Optional parameters:

  • jitter_std_pos: standard deviation of the noise to be added to the position of the observations (default (5,5))
  • auxdata_files: gridded auxiliary data file for a multivariate reconstruction. auxdata_files is an array of named tuples with the fields (filename, the file name of the NetCDF file, varname the NetCDF name of the primary variable and errvarname the NetCDF name of the expected standard deviation error). For example:
  • probability_skip_for_training: For a given time step n, every track from the same time step n will be skipped by this probability during training (default 0.2). This does not affect the tracks from previous (n-1,n-2,..) and following time steps (n+1,n+2,...).
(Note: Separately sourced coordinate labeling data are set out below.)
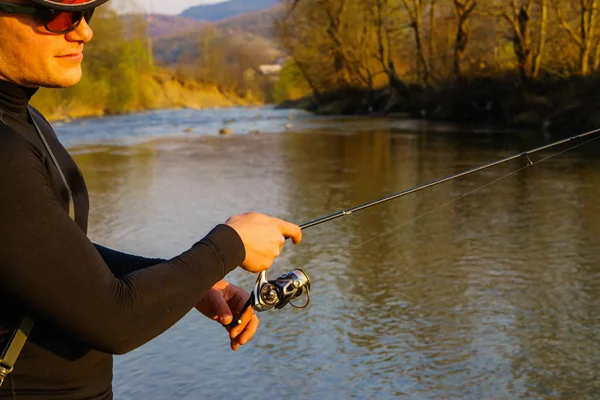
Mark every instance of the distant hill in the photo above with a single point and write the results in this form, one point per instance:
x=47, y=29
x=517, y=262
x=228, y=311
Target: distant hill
x=161, y=26
x=228, y=9
x=177, y=37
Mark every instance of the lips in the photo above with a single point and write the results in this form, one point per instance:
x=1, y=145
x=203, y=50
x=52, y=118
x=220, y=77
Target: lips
x=78, y=56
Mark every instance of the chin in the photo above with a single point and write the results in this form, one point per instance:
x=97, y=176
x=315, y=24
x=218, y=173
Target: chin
x=63, y=78
x=68, y=80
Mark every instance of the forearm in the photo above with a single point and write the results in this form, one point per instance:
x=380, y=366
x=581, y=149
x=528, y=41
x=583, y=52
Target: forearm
x=122, y=264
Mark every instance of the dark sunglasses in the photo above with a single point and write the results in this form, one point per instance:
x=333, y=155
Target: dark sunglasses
x=54, y=21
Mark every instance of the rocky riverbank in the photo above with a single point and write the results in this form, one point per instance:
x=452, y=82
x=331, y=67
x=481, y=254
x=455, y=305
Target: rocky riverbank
x=160, y=90
x=555, y=106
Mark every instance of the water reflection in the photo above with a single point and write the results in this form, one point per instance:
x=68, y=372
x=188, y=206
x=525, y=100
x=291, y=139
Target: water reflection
x=494, y=295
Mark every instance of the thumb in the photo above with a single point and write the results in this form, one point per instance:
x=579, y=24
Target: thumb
x=223, y=312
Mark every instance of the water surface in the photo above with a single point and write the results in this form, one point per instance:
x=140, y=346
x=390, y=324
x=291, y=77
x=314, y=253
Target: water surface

The goal of this parameter is to force the neural network to learn to interpolate the data in time.
  • paramfile: the path of the file (netCDF) where the parameter values are stored (default: nothing).

For example, a single entry of auxdata_files could be:

auxdata_files = [
  (filename = "big-sst-file.nc"),
   varname = "SST",
   errvarname = "SST_error")]

The data in the file should already be interpolated on the targed grid. The file structure of the NetCDF file is described in DINCAE.load_gridded_nc. The fields defined in this file should not have any missing value (see DIVAnd.ufill).

See DINCAE.reconstruct for other optional parameters.

An (minimal) example of the NetCDF file is:

netcdf all-sla.train {
dimensions:
	time_instances = 9628 ;
	obs = 7445528 ;
variables:
	int64 size(time_instances) ;
		size:sample_dimension = "obs" ;
	double dates(time_instances) ;
		dates:units = "days since 1900-01-01 00:00:00" ;
	float sla(obs) ;
	float lon(obs) ;
	float lat(obs) ;
	int64 id(obs) ;
	double dtime(obs) ;
		dtime:long_name = "time of measurement" ;
		dtime:units = "days since 1900-01-01 00:00:00" ;
}

The file should contain the variables lon (longitude), lat (latitude), dtime (time of measurement) and id (numeric identifier, only used by post processing scripts) and dates (time instance of the gridded field). The file should be in the contiguous ragged array representation as specified by the CF convention allowing to group data points into "features" (e.g. tracks for altimetry). Every feature can also contain a single data point.